By denying the Rohingya population their political, civil, economic and cultural rights, including the right to citizenship, Zeid Ra’ad said, the government’s actions appeared to be “a cynical ploy to forcibly transfer large numbers of people without the possibility of return”.

Meanwhile, the number of Rohingya refugees fleeing Myanmar keeps rising. More than 500,000 Rohingya have already fled to Bangladesh since Myanmar security forces launched an operation in response to alleged attacks by militants on Aug 25 against 30 police posts and a regimental headquarter.

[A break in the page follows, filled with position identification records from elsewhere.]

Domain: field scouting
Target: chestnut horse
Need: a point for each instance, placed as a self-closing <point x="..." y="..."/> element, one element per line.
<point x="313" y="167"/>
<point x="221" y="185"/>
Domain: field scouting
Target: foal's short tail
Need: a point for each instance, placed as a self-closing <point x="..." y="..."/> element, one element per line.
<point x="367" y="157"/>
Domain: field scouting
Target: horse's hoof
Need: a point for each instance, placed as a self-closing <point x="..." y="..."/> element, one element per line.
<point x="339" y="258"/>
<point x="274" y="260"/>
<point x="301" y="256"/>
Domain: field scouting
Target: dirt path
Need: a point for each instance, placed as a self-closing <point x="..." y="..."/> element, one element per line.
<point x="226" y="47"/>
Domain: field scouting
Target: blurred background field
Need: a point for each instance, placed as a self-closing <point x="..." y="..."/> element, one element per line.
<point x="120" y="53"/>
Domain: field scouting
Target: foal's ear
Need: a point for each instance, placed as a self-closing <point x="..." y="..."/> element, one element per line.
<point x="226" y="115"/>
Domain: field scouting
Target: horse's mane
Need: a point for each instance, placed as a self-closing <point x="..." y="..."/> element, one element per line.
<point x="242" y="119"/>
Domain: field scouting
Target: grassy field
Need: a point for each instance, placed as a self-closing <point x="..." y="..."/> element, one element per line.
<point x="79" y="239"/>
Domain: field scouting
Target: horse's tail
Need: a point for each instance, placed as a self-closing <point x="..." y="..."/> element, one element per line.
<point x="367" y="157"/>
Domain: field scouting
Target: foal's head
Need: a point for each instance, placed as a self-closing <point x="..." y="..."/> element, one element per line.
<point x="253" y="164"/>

However, the report suggested that the “clearance operations” had, as a matter of fact, started much before Aug 25 - as early as the beginning of August.

UN agencies are, meanwhile, working to assist the hundreds of thousands in Cox’s Bazar and other locations in Bangladesh where conditions for the refugees are extremely challenging, including little protection against the elements, limited food, water and sanitation facilities, and the risk of an outbreak of disease.

The Cox Bazar site in Bangladesh is being described by UN officials as a “ticking health-hazardous time bomb” with a probability of a cholera outbreak. Consequently, UN agencies have gone on the offensive and launched a massive immunisation programme on Oct 10.

The World Health Organisation (WHO) representative, Dr N Paranietharan, has been warning that the “risk of cholera is clear and present".

The campaign, which is led by Bangladesh Ministry of Health and supported by the WHO and the UN Children’s Fund (Unicef), is being held in Ukhiya and Teknaf, where more than half a million people have arrived from across the border since August, joining vast numbers already residing in a series of settlements and camps.

Some 900,000 doses of the vaccine have been mobilised and are being delivered by more than 200 mobile vaccination teams, making it, as UN sources told Bernama, “the second largest oral cholera vaccination campaign ever”.